Au pays de : « […] Et sans doute fallait-il un roman pour vraiment incarner les passions de la jeune mendiante qui, après avoir suivi son père, le roi aveugle, des années durant jusqu’au terme de son parcours, contre toute prudence prend le chemin de Thèbes avec l’espoir d’empêcher la guerre entre les fils de Jocaste, ses deux frères tant aimés. Commence alors pour elle une suite d’épreuves, de doutes, d’humbles joies et d’inexorables déchirements […] »
Anouilh et Sophocle me l’ont présentée, c’est avec Henry Bauchau que j’ai appris à la connaître. Antigone. Antigone incarnée, Antigone en prose. Femme libre, passionnée, volontaire, aimante et aimée.
La lenteur
C’est à pas de loup que j’entre dans le roman. L’école est loin, tout comme le sont pour moi, les mythes et récits revisités. Mais Henry Bauchau, que je n’ai jamais encore lu, m’attire. Il parait que son écriture n’a d’égal que sa capacité à dépeindre avec finesse et justesse la psychologie de ses personnages.

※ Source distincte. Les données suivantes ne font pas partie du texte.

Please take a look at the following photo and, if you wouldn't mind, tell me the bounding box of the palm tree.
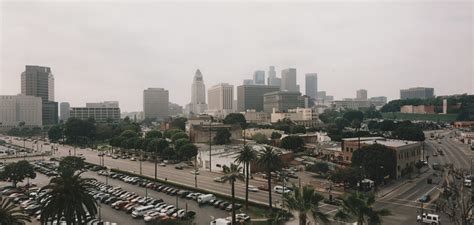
[222,163,244,224]
[39,168,97,225]
[283,185,329,225]
[0,196,31,225]
[257,146,283,211]
[234,144,257,209]
[334,192,390,225]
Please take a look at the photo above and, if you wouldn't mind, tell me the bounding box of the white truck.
[197,194,216,204]
[417,213,440,224]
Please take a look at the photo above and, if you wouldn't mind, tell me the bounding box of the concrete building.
[243,79,254,85]
[253,70,265,85]
[400,87,435,100]
[341,137,422,179]
[271,107,320,127]
[121,111,144,122]
[236,85,280,112]
[356,89,368,100]
[185,114,213,133]
[208,83,234,111]
[0,95,42,130]
[243,128,283,139]
[189,123,242,143]
[267,66,281,87]
[189,69,207,114]
[59,102,70,122]
[21,65,58,125]
[281,68,298,92]
[370,96,387,104]
[263,91,301,113]
[400,105,435,114]
[70,101,121,123]
[305,73,318,99]
[169,102,183,116]
[143,88,169,120]
[333,99,372,110]
[241,110,271,124]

Il me faut alors redécouvrir les noms et les destins de ces êtres mythologiques aux allures pourtant modernes dans ce nouvel Antigone (1997). Il me faut comprendre aussi qu’alors que les deux précédents auteurs-dramaturges ont conté le mythe d’Antigone à partir de la mort de ses frères, Henry Bauchau, lui, remonte le temps et fait de ce drame l’issue de son roman. Il n’est question alors que de vie, de découvertes, d’apprentissages, et de luttes. Les évènements mythologiques ici ne sont que des pierres sur le chemin d’une destinée.
Je prends mon temps ou plutôt, mon temps se ralentit. Il peine à entrer dans ces caves, pour admirer des peintures, il peine à comprendre les routes qui mènent aux cités, il peine à entrer dans l’eau du torrent, quand Antigone et Clios se quittent. Il peine, mais le pouvoir des mythes enchante. Et s’est bien enchantée, plutôt qu’ensorcelée que je me prends de passion, plutôt que d’affection pour cette Antigone téméraire qui n’est plus une enfant. Henry Bauchau lui attribue une maturité touchante. Elle s’accepte, comprend, fait amende honorable, mais ne renonce pas.
Le tourbillon
Point de théâtre alors, mais de la vie, de la prose, et des chants. Ce sont les chants de souffrance et d’espoir d’une Antigone qui retrouve une maison, un travail, des amis et qui, portée par cela, cherchera à se battre pour empêcher ses frères de s’entretuer. Elle s’aidera de son art pour transmettre des messages et comprendra que l’amour parfois, est le seul vecteur de haine.
Son combat sera celui d’une sœur, mais surtout d’une femme. Où est la liberté ? Que doit être la condition des femmes ? Peut-elle choisir son destin, comme elle a su le faire en accompagnant son père Œdipe sur les routes ? Peut-elle se battre ? Peut-elle parler au milieu d’une assemblée d’hommes ? Peut-elle enfin trouver l’amour malgré les interdictions ?
Antigone libre, embrase. Magnifique. D’elle émane des sons et des odeurs, des cris d’amour et de douleur qui déchirent les cœurs pour malgré tout s’y réfugier. Moderne, la Grèce antique demeure. Henry Bauchau mêle avec adresse modernisme et antiquité, et use du mythe millénaire pour transmettre encore, toujours, le même message. Roman des âges, des pages de modernisme continuent de se consumer autour des luttes intimes d’une même famille. Jalousie, violence, amour, les yeux des sœurs, le cœur des amantes, l’amour des fils. Autour, encore, aussi, d’une femme et de son droit d’être.
La phrase : « Il ne faut pas trop questionner l’espérance ».
Le tip : Antigone, d’Henry Bauchau, fait partie d’une trilogie qui débute par Œdipe sur la route, et s’achève avec Diotime et les lions.
L’itinéraire : Henry Bauchau, Antigone, Éditions Actes Sud, 1997. 368 pages.